Former WWF Women’s Champion Leilani Kai was involved in the first WrestleMania and held the WWF Women’s Tag Team Championship twice as part of the Glamour Girls duo with Judy Martin. For these accomplishments, and her four-decade long career, Kai was honored on the weekend by the Professional Wrestling Hall of Fame & Museum, which recently moved from New York state to Wichita Falls, Texas.

Diane Von Hoffman, Leilani Kai and Wendi Richter at the Pro Wrestling Hall of Fame. Photo courtesy Leilani Kai

“I’m just ecstatic about being here,” Kai said during her acceptance speech. “I could pinch myself. I can’t believe it. This is the real hall of fame and I’m so honored to be here.”

Kai was inducted by her WrestleMania I nemesis Wendi Richter, who said the former Glamour Girl “probably helped more women wrestlers break into the business than any other woman and not be compensated for it.”

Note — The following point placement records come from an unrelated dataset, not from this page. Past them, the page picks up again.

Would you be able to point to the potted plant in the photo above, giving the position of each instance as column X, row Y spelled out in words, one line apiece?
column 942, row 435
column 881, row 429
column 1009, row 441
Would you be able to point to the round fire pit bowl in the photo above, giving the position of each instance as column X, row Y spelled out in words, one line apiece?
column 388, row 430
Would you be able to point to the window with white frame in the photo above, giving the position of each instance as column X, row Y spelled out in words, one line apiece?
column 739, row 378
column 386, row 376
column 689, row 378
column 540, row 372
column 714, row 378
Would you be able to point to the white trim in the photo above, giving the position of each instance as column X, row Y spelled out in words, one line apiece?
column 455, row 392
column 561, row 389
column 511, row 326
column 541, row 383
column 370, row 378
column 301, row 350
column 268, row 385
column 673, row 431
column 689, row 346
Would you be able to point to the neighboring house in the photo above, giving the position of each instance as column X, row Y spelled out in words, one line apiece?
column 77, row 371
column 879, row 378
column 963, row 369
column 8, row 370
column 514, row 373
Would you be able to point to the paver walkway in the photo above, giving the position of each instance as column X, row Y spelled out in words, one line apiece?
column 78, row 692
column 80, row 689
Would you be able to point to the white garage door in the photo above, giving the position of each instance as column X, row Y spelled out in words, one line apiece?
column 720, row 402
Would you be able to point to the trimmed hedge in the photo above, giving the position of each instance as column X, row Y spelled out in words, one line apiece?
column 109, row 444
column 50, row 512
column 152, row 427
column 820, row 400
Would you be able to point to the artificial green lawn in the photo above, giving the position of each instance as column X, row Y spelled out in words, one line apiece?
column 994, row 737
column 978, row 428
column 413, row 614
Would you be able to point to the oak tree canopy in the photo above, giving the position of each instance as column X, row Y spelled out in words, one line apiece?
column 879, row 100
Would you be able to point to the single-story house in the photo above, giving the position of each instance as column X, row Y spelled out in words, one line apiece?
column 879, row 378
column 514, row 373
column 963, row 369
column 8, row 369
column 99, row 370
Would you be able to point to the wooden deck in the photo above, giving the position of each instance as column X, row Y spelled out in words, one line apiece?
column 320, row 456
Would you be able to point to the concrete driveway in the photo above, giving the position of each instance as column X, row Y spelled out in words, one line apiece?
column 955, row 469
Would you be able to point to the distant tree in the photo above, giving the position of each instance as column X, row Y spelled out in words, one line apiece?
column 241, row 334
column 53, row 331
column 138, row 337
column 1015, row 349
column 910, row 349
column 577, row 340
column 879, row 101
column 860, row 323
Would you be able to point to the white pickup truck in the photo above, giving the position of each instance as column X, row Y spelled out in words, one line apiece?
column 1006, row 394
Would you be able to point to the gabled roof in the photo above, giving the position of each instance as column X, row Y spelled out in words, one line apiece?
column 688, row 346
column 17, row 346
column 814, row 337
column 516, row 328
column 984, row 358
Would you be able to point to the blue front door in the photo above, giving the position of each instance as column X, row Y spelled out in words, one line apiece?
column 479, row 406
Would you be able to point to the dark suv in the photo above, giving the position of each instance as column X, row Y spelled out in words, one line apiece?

For the past two years, Kai has spread her knowledge of the wrestling business through SHINE Wrestling and partnered with Steve Stasiak of Book Pro Wrestlers. Kai’s partnership with SHINE Wrestling emerged due to Lexie Fyfe, of SHINE, asking her to become part of the company.

“We go back a long way, and we trained together worked together on the road,” Kai said, “and she just thought I would add some spark to it, to come back and work as a manager with the Legendary of Malia Hosaka and Brandi Wine.”

Fyfe, who has known Kai since 1996, wrestled the former Glamour Girl six months into her own career and said she does not thing she “would have gotten as far as (she has) without all those early matches” with Kai. As far as SHINE is concerned, Fyfe said the majority of the roster, though “great wrestlers,” are “younger and newer to the business.”

“When I say newer I’m saying it from my point of view, someone who has been in the business for 20 plus years and in Leilani’s case of course more than that,” Fyfe said. “We thought that asking Leilani to come in as the cunning veteran would be a good balance to what we already had.”

Hosaka said Kai, who has worked with the Legendary for nearly three years, “brings so much to the table.”

“Her knowledge and experience alone are amazing, but she is entertaining,” Hosaka said. ” She knows how to involve the ref, fans and bring the match together as a tag team.”

Kai said the opportunity gave her a chance to be back around the business and use “my head and my mouth instead.” Having done some valet work in the past, Kai said it was a “pretty easy transition” to the managerial role.

Leilani Kai’s display at the Pro Wrestling Hall of Fame. Photo courtesy Leilani Kai

The former Women’s Champion also spends time helping up-and-coming women wrestlers expand beyond the United States, mostly through connections with female wrestling companies in Japan.

“I wanted to keep the girls pushing and doing different places and doing different things and with this Book Pro Wrestling, it’s helped a lot,” Kai said.

Kai’s experience also assisted Hosaka over the years, helping the former NWA women’s champion gain knowledge and self-confidence.

“It is because of her I am able to walk and talk in a ring,” Hosaka said. “During the early years of my career, she was instrumental in showing me the ropes and teaching me the beginnings of psychology and comebacks. I cannot ever express enough how much I love and admire her for paving the way and passing on her knowledge to me.”

Kai also offers advice when approached and at SHINE events.

“I watch a lot of YouTube matches of girls that ask me to give them my opinion, I do that,” Kai said. “There’s just so many of them in the business now… I love to, and with SHINE, I try to give my opinion on things and the matches.”

Fyfe said the wrestlers on the SHINE roster “look up to Leilani as a pioneer in women’s wrestling.”

“They all want to work with her and ask advice. I know a lot of them have watched her matches over the years and emulate some of her moves. I think she adds an element that we didn’t have before using her — that mean heel that will do anything to help her team win. Wrestling doesn’t have many of those anymore. It’s all very gray area, tweeners as they are called. Leilani doesn’t want or need to be a tweener. She does her job so well, and I couldn’t love her more for it.”

Brandi Wine and her manager Leilani Kai in SHINE. Photo by Jason Wilt

Before reaching the point where women seek her out advice, she was trained by The Fabulous Moolah and made her way to the inaugural WrestleMania and inaugural Survivor Series. But it was teaming with Martin to form the Glamour Girls that Kai remembers as “the best time” in her career.

“That was my favorite thing in the whole world,” Kai said. “It was a whole big change for us, and I didn’t know if i could pull it off, you know, pulling off that character.”

That combination claimed the now-defunct WWF women’s tag team championship on two occasions. Kai also can lay claim to an LPWA tag team championship reign, and three stints as NWA Mid-Atlantic women’s champion.

Kai said she is staying involved with the women as much as possible and also is working on teaching seminars. However, the bulk of her work outside of SHINE is with Stasiak and Book Pro Wrestlers.